Ces deux vers-là son d’un poëte ; mais celui-ci est d’un homme plus pénétré :

Qu’il devient scélérat quand Delphes l’a prédit.

Il suffisait de quatre vers de cette force dans la bouche d’Œdipe ; le reste ressent trop la déclamation, ce qui était en effet le grand défaut de Corneille. Ce qu’on a jamais écrit de plus grand et de plus sublime sur la liberté se trouve au septième chant de la Henriade (285-96) :

Sur un autel de fer, un livre inexpliquable
Contient de l’avenir l’histoire irrévocable.
La main de l’Éternel y marqua nos désirs,
Et nos chagrins cruels, et nos faibles plaisirs.
On voit la liberté, cette esclave si fière,
Par d’invincibles[1] nœuds en ces lieux prisonnière :
Sous un joug inconnu, que rien ne peut briser,
Dieu sait l’assujettir sans la tyranniser ;
À ses suprêmes lois d’autant mieux attachée
Que sa chaîne à ses yeux pour jamais est cachée.
Qu’en obéissant même elle agit par son choix,
Et souvent aux destins pense donner des lois.

Il me semble qu’on ne peut présenter sous une image plus parfaite cet accord inexplicable de la liberté de l’homme et de la prescience[2] de Dieu, et qu’un tel morceau vaut mieux que vingt volumes de controverse sur ces matières inintelligibles.

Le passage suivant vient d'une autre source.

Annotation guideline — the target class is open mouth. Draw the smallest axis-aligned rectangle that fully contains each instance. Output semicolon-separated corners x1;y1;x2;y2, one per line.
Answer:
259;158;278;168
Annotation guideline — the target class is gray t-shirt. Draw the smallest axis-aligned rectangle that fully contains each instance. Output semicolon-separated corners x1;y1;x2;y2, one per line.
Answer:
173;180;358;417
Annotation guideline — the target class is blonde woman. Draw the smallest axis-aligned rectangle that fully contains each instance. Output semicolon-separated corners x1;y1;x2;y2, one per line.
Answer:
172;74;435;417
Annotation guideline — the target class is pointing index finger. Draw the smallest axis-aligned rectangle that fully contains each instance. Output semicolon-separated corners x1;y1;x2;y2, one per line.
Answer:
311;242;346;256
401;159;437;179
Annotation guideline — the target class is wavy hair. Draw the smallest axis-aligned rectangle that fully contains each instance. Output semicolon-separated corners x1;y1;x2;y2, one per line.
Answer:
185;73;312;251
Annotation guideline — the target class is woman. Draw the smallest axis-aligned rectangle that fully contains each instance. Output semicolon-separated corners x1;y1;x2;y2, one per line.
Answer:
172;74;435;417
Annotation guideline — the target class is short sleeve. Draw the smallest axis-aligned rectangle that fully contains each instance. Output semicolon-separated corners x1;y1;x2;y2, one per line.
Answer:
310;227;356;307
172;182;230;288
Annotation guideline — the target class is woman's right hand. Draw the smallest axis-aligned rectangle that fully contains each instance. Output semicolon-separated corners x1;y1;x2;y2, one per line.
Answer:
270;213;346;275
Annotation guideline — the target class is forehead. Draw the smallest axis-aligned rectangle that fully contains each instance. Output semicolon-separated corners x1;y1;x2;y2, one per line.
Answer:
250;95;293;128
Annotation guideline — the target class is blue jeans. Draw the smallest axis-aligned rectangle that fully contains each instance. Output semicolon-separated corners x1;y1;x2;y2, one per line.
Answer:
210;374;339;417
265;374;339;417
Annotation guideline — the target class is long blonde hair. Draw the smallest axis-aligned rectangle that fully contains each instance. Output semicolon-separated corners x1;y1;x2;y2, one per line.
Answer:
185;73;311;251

Un fils de l’illustre Racine a fait un poème sur la Grâce, dans lequel il était bien naturel qu’il parlât de la liberté. Cependant il n’y a aucun trait frappant qui caractérise cet attribut de la nature humaine, que tant de philosophes lui contestent.

Voici le morceau de ce poème où l’auteur traite de la liberté, d’une manière plus particulière :


Si l’on en croit pourtant un système flatteur,
Pour le bien et le mal l’homme également libre
Conserve, quoi qu’il fasse, un constant équilibre.
Lorsque, pour l’écarter des lois de son devoir,
Les passions sur lui redoublent leur pouvoir,

  1. On lit invincibles dans toutes les éditions de l’opuscule intitulé Connaissance des beautés, etc. ; mais c’est une fausse citation. Toutes les éditions de la Henriade portent invisibles. (B.)
  2. Toutes les éditions, même celles de 1749 et 1750, portent ici présence. Mais il m’a paru évident qu’il faut prescience ; et j’ai mis ce mot. (B.)